Calabria
Confiscate aziende di trasporti romane legate alla cosca Pesce di Rosarno

La Guardia di Finanza pone sotto sequestro oltre due milioni di euro di beni riconducibili ad un pregiudicato calabrese.
ROMA- Beni per oltre 2,2 milioni di euro sono stati confiscati dalla Guardia di Finanza di Reggio Calabria alla cosca Pesce di Rosarno. Le Fiamme Gialle con il coordinamento della Procura della Repubblica, hanno eseguito un provvedimento di confisca che ha riguardato il patrimonio riconducibile a un imprenditore reggino, Domenico Fortugno, 34 anni, di Cinquefrondi, ritenuto contiguo alla “cosca Pesce” egemone nella Piana di Gioia Tauro. L’imprenditore e’ stato gia’ condannato in primo grado alla pena di 16 anni di reclusione per associazione per delinquere di tipo mafioso e di 5 anni di reclusione per intestazione fittizia, aggravata dalle finalita’ mafiose, in due distinti procedimenti penali ed e’ stato, anche sottoposto alla misura della sorveglianza speciale con obbligo di soggiorno per 3 anni. Gli uomini della Guardia di Finanza hanno accertato una palese sproporzione tra l’ingente patrimonio individuato e i redditi dichiarati dall’imprenditore, tale da non giustificarne la legittima provenienza.

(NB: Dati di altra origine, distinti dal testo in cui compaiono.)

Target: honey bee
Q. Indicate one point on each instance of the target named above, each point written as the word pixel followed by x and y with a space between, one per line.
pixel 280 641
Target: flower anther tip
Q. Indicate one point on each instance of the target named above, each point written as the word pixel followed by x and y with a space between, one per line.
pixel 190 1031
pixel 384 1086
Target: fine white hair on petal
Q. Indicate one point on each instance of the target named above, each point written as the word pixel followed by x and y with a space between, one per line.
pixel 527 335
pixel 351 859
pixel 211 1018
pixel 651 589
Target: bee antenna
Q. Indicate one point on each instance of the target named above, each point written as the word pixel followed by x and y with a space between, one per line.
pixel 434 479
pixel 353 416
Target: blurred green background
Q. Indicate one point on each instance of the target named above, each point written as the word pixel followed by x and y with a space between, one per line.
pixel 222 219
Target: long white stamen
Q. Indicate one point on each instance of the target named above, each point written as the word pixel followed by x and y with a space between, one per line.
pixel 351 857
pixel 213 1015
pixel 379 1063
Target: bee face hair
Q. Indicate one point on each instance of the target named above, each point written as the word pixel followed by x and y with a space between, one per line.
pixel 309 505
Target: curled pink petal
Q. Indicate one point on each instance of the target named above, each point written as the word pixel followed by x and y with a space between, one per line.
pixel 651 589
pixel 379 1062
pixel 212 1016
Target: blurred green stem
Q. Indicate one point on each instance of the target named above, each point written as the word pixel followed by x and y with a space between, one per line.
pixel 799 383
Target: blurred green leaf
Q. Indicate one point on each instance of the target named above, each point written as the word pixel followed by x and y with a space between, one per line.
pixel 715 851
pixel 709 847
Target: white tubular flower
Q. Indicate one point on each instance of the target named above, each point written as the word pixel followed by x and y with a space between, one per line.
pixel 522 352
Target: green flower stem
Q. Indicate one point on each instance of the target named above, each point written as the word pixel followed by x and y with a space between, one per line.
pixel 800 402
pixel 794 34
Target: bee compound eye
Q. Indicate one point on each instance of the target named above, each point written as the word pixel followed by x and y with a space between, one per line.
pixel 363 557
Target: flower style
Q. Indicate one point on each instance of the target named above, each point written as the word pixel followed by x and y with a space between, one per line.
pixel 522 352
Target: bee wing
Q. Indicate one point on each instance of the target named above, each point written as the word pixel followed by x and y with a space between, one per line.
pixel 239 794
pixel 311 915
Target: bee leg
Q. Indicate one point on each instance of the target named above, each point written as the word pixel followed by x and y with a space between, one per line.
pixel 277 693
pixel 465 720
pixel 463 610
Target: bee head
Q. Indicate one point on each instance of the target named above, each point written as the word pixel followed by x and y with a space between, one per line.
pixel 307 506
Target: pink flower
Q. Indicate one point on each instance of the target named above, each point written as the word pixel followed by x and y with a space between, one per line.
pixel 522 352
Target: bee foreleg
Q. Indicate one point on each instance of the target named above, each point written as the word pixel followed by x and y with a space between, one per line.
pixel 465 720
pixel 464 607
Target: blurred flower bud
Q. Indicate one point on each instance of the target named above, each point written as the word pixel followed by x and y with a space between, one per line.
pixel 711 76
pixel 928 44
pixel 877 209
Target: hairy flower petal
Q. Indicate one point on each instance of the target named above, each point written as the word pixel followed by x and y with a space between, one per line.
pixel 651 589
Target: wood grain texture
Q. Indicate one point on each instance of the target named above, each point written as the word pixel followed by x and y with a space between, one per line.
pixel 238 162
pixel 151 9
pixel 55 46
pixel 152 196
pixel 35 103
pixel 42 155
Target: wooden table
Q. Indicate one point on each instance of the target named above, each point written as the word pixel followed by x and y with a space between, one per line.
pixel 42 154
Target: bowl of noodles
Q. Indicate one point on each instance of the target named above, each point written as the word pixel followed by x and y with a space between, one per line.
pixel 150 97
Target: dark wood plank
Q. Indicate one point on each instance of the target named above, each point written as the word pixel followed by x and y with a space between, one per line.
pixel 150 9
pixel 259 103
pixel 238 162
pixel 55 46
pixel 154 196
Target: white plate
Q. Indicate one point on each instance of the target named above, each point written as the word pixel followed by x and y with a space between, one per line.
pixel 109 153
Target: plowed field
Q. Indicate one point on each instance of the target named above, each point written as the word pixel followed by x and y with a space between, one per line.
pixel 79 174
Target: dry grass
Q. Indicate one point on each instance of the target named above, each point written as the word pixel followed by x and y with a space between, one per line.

In particolare, sono stati confiscati le quote sociali e il patrimonio aziendale (comprensivo dei conti correnti) di due societa’ di trasporti nonche’ quote di un fondo comune di investimento mobiliare del valore complessivo stimato di oltre 2,2 milioni di euro. A fornire indicazioni circa le aziende di Domenico Fortugno è stata la collaboratrice di giustizia Giuseppina Pesce, la quale ha evidenziato come l’imprenditore, dopo aver sposato la cugina del boss Francesco Pesce, di 37 anni, aveva creato le sue aziende nel settore dei trasporti costituendo e dirigendo le società pur non disponendo di risorse finanziarie. I finanzieri hanno ricostruito il patrimonio di Fortugno anche attraverso le intercettazioni telefoniche e ambientali realizzate nel corso delle indagini e dall’analisi di documenti contabili acquisiti nel corso delle complessa attività investigative.